Opening: Friday: 20.04.2018, 6pm
Exhibition runs: 23.04. – 1.06.2018
Curator: Katarzyna Krysiak

APL315 is the pseudonym of one of the most distinctive personalities representing the young generation of artists in the sphere of contemporary Ukrainian art. He lives in Odessa, the city he hails from, and in Kiev, where, as he emphasises, he is more intensively in touch with current artistic life. He has been active in the field of graffiti since 2000. His work can be found not only in Ukraine and the states of the former Soviet Union, but also more or less right across Europe and even in the Far East, in South Korea. A typical feature of street art is its mutability and temporariness, which is why APL315 is happiest when painting the wagons of goods trains which, given that they travel vast distances, offer a reach for the ‘exhibition’ of his works which is potentially far wider than that of any gallery or museum.

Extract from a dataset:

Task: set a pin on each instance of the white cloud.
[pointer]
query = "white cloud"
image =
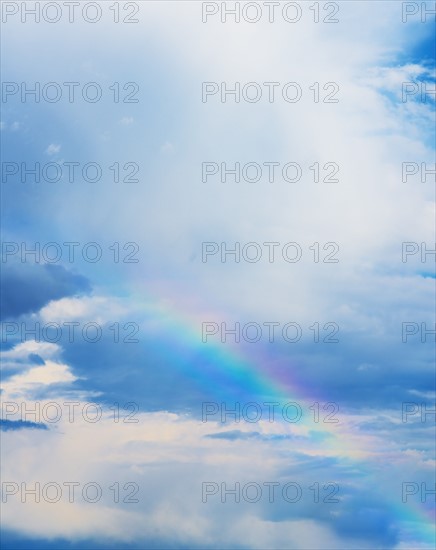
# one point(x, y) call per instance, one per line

Since 2006 or thereabouts, APL315 has also shown his works in galleries. He refuses to paint murals at exhibitions, though. He most often creates his works on loosely stretched, large-format canvases. At times, he turns to smaller formats, painting on paper. However, the techniques he employs are always drawn from graffiti. He mixes various types of paints, such as oil and acrylic or aerosol and marker pen. At times, he creates sculptures, using readily available materials like planks of wood, wire, sticky tape, foil and paper; these sculptures are a three-dimensional materialisation of his graffiti. Fairly recently, he also began creating drawings in the form of tattoos.

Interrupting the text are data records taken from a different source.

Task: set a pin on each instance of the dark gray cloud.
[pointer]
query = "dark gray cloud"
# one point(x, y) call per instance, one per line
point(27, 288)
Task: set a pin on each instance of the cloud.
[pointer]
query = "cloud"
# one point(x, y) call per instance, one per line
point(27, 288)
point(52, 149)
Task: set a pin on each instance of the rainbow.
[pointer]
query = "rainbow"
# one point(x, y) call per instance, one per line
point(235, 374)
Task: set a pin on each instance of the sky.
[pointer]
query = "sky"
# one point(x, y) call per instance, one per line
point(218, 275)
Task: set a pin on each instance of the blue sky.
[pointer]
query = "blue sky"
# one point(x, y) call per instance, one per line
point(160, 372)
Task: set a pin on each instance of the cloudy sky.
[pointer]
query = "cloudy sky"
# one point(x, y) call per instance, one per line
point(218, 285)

Although his style could be placed within the ‘trash graffiti’ trend and is aesthetically akin to the work of the CAP (Crew Against People) group founded in Prague in 2005, APL315 has unquestionably developed his own individual, original, inimitable painterly language; his works are predatory, raw, provocative and critical of the reality around him and he continually experiments with the form of the image and texture of the surface. An entymologist by education, he openly admits that his great inspiration is the world of insects. The biomorphic forms of his predominantly abstract compositions are often inspired by his observations of the shapes and colours of that world, but what also interests him is the collective behaviour of insect communities, which he compares directly with human behaviour. Another inspiration for his art is electronic spatial music in the broad sense and it frequently forms a background to his exhibitions.

In his Almost Human exhibition at the Foksal, APL315 is endeavouring to trace out a parallel between human and insect communities. He perceives numerous similarities in the way they function and spins a reflection springing from his observation of human communities, their patterns of behaviour and their reactions, which are conditioned by diverse factors and circumstances. As he himself maintains:

Contemporary humans are often unaware that that they are living in a system connected with a particular world view. In the contemporary world, making a calculated choice to ‘pupate’ like an insect, withdraw from active participation in life and nurture your illusions in comfort and in peace is a fairly common attitude. It often seems to us that folding our wings and ‘pupating’ is easier and less painful. But the relief that attitude brings is only ostensible; it deprives us of the possibility of expressing ourselves through active interaction with the world and of making our opinions heard.

Pupate and wait for change, a behavioural pattern typical of insects, directly associated with people who deliberately opt for a passive mode of life, hiding behind ordinary activities, behind sleeping, eating, working and various other repetitive doings, using them as a ritual which serves as a screen protecting them from an active, responsible life. In the wider perspective, these signs of regress arising from a lack of personal will and consciousness of the self and from remaining safely within one’s comfort zone lead to irreversible social consequences.